Whenever anyone asks, I like to make it clear that I'm a geographer at heart. Long before I focused my career on disaster risk and climate resilience, I was interested in why cities were located where they were, how they came to be and the ways they changed over time, as well as what they are going to be like in the future. I poured over maps of the cities that interested me the most, like Norfolk, VA (my hometown), which has an incredible 400+ year history of development and change. And when I left Norfolk for San Francisco and, later, Seattle, I did the same thing for those places. 

This casual academic interest in the built environment led me to pursue an undergraduate degree in urban planning, where I learned rather quickly that I was never destined to be an urban planner.
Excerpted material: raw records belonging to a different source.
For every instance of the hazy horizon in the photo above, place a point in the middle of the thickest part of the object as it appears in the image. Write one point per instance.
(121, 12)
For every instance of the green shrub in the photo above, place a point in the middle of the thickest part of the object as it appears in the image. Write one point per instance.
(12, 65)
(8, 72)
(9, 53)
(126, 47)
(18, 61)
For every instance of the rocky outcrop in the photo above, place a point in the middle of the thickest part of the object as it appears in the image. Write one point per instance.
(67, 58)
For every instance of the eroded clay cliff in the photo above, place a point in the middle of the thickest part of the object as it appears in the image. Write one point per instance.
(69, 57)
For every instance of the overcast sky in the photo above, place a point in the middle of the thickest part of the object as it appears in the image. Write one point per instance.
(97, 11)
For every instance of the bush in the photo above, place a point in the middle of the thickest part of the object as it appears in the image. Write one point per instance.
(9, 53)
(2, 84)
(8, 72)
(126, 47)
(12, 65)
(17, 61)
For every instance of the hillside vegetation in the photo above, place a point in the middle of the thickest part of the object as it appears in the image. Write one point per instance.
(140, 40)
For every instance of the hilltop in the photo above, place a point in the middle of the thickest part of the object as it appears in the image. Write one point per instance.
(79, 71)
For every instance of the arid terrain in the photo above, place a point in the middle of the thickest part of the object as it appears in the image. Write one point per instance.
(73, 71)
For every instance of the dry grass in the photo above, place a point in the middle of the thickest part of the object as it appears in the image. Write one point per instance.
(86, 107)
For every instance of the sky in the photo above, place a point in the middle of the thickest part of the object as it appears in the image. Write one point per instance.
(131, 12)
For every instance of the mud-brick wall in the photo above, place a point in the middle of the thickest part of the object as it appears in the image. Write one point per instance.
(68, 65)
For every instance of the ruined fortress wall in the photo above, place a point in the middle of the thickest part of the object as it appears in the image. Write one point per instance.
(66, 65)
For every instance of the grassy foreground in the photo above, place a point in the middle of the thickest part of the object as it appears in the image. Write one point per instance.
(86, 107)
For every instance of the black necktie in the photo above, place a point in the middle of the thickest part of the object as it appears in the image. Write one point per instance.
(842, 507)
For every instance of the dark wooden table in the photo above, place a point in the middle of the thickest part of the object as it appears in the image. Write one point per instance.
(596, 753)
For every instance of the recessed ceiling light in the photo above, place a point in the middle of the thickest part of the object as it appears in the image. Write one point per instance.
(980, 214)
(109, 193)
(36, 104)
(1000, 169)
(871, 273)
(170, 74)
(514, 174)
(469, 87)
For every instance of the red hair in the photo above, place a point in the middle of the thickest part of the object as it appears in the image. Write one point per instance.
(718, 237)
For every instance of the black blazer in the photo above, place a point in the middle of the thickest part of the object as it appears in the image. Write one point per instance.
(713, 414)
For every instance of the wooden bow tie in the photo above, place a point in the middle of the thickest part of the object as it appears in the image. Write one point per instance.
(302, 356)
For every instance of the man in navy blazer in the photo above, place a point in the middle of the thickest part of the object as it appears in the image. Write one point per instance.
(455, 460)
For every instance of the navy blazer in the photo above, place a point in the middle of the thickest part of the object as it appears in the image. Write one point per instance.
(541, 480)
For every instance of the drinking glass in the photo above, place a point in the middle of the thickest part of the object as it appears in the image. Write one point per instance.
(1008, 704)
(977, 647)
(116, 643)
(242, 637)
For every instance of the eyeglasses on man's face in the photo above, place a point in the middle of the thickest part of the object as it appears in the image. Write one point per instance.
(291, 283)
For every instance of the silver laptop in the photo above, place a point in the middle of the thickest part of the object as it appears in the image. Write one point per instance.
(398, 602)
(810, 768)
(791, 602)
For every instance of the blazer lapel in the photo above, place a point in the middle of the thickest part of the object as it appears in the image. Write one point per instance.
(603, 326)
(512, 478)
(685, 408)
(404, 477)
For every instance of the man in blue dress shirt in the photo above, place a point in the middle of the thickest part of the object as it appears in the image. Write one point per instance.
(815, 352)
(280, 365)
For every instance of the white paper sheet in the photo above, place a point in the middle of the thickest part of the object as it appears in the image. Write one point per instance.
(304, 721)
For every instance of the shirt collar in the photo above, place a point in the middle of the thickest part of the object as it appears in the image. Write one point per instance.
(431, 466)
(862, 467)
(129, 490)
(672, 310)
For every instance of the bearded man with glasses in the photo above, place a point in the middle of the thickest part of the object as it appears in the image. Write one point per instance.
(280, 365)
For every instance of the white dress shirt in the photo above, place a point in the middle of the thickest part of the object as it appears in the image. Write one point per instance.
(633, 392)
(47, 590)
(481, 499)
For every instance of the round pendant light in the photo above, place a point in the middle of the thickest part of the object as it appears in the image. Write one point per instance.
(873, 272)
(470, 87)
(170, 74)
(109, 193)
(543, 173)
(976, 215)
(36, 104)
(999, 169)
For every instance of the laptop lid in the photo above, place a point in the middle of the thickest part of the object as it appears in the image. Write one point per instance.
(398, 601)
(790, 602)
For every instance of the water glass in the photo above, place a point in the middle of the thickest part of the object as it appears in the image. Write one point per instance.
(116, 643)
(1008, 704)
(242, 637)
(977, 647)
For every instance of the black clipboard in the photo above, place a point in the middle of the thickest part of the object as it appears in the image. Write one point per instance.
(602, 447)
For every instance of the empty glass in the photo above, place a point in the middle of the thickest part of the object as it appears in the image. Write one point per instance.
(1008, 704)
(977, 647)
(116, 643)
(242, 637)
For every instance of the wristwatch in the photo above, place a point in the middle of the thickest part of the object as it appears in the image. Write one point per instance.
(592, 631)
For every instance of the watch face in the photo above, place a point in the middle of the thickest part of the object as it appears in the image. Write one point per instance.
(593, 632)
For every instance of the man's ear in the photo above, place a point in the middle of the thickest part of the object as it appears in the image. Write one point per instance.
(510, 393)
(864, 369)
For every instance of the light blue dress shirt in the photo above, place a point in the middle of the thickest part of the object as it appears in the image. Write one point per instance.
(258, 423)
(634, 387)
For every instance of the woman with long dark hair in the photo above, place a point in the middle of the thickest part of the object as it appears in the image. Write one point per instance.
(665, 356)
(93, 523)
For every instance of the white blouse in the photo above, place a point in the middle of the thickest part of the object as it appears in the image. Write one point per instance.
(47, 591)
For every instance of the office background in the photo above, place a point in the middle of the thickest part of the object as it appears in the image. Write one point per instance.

But I did discover a new interest: the impacts of climate change on human communities and the resources we rely on. I wanted to know more about how we should be adapting our cities (and the ways we manage them) to the impacts of climate change, so I accepted a position with the City of Norfolk's Office of Emergency Preparedness developing coastal resilience strategies.

 

 

 

 

 

 

 

 

 

 

 

 

 

 

 

While with the City of Norfolk, I earned my first master's degree. I wanted to focus on the environmental sciences during my graduate education, so I got a masters in natural resources management, where I studied the impacts of climate change on forests and forest management in the northern Rockies. Afterward, I went to work at Cascadia Consulting Group in Seattle, where I spent the next two years developing climate impact and vulnerability assessments for natural resources and critical infrastructure throughout the Pacific Northwest. As those projects came to a close, I realized I wasn't done researching climate impacts yet.

I left Seattle after being accepted into the environmental science & management PhD program at Montclair State University (in Montclair, NJ). From 2017-2019, I worked as a field researcher, lab technician, and spatial analyst for the NJ Center for Water Science and Technology while working toward my doctorate. My work focused primarily on hydrologic connectivity, including how climate change might impact the streamflow of urban northeastern streams.

 

 

 

 

 

 

 

 

 

 

 

I reached doctoral candidacy status in the spring of 2019, but soon ran into issues with my doctoral advisory committee that forced me to reevaluate whether I was in the right program and place. Although I decided to leave Montclair State before finishing my doctorate, I had done enough to earn a second master's degree, this time in earth & environmental science.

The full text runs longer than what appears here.